Loggi first mentioned the saga of the drunk judge who smashed into his neighbours wall and then began screaming racial obscenities while being recorded?
Don't those eyes look glazed over?
I reckon Motata's potato is cooked. This initial trial is about the admissibility of the recordings (five of them) and this latest ploy by the defence is stretching it a bit far.
It is going to be enjoyable watching a white-hating, racist, affirmative action appointee squirming when the proper trial starts.
- - - - -
The man who recorded Judge Nkola Motata's alleged rantings has been described as unreliable and a liar who had an axe to grind with the judge.
According to Judge Motata's defence counsel, advocate Danie Dorfling, Richard Baird, whose garden wall the judge crashed into and who also made the recordings, refused to settle amicably with the judge on the morning of the accident.
But a few hours later he supplied the Sunday Times with the "scoop" and pictures of the crash scene and laid a charge with the police only a day-and-a-half later.
Dorfling made the statement during the state and defence's closing arguments at the trial-within-a-trial at the Johannesburg magistrate's court on Monday. The recordings, whose admissibility and authenticity are in question, are at the centre of the arguments.
Dorfling said the five video clips Baird took early that morning must be declared inadmissible because the state had failed to provide evidence of an admissible nature and that submitting the recordings as evidence would breach Judge Motata's right to a fair trial.
The prosecutor, advocate Zaais van Zyl, had earlier stated it was seldom in a drunk driving case that the court heard the alleged speech of a drunk driver and that the recordings were "an opportunity not to be missed".
He also said the recordings were objective evidence. Van Zyl added that eyewitnesses, whose accuracy had not been challenged, were made to listen to the recordings and that none of the experts called by the defence had testified that the clips had been tampered with.

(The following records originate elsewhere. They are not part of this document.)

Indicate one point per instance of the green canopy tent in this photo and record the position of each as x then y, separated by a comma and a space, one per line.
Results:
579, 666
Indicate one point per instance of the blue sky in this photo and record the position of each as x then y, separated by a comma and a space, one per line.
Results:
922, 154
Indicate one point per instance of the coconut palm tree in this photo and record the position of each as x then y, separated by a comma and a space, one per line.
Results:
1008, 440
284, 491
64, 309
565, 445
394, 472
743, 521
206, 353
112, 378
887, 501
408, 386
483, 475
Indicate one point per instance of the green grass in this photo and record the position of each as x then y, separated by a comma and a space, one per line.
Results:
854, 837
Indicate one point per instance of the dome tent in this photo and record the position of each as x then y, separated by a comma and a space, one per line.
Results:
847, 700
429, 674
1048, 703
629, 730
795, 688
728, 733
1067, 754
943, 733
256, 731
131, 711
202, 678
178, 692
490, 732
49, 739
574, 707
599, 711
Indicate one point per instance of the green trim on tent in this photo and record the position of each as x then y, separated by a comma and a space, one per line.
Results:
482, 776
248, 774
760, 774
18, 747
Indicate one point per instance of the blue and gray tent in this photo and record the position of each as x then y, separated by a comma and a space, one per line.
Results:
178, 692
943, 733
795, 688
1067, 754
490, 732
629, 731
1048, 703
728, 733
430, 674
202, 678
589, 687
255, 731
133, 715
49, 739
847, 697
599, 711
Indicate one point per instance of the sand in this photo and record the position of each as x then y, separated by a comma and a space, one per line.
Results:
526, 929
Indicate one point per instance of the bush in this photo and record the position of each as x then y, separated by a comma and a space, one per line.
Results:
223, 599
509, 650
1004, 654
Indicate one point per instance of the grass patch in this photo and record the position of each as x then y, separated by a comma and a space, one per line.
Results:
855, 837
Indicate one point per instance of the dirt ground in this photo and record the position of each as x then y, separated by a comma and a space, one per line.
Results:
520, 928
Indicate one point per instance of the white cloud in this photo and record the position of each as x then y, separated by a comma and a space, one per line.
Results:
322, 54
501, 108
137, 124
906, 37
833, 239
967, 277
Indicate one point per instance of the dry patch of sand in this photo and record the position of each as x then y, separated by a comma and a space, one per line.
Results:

Van Zyl said Baird, the former IT manager for a JSE-listed company, who is now a fish farmer, had a strong background in securing computer information. Dorfling, however, attacked Baird, saying he was a liar, unreliable, untruthful and that his evidence was ridden with inaccuracies.
He said it was also clear that in the process of making the recording, Baird made a selection of what to record and what not to. "He wants to convince the court that he did not tamper with the recording, that he did not have the skill.
But the recording can easily be manipulated and he had software that enabled him to change the contents. It is easy to change, he clearly has skills," Dorfling said. "Mr Baird quite clearly had an axe to grind with the accused. He cannot be said to be an ideal.
"If the two police officers who testified are to be believed, then the recordings could not have happened at the time that Baird said they did. The officers were very specific at how they checked their time," Dorfling said. The case continues.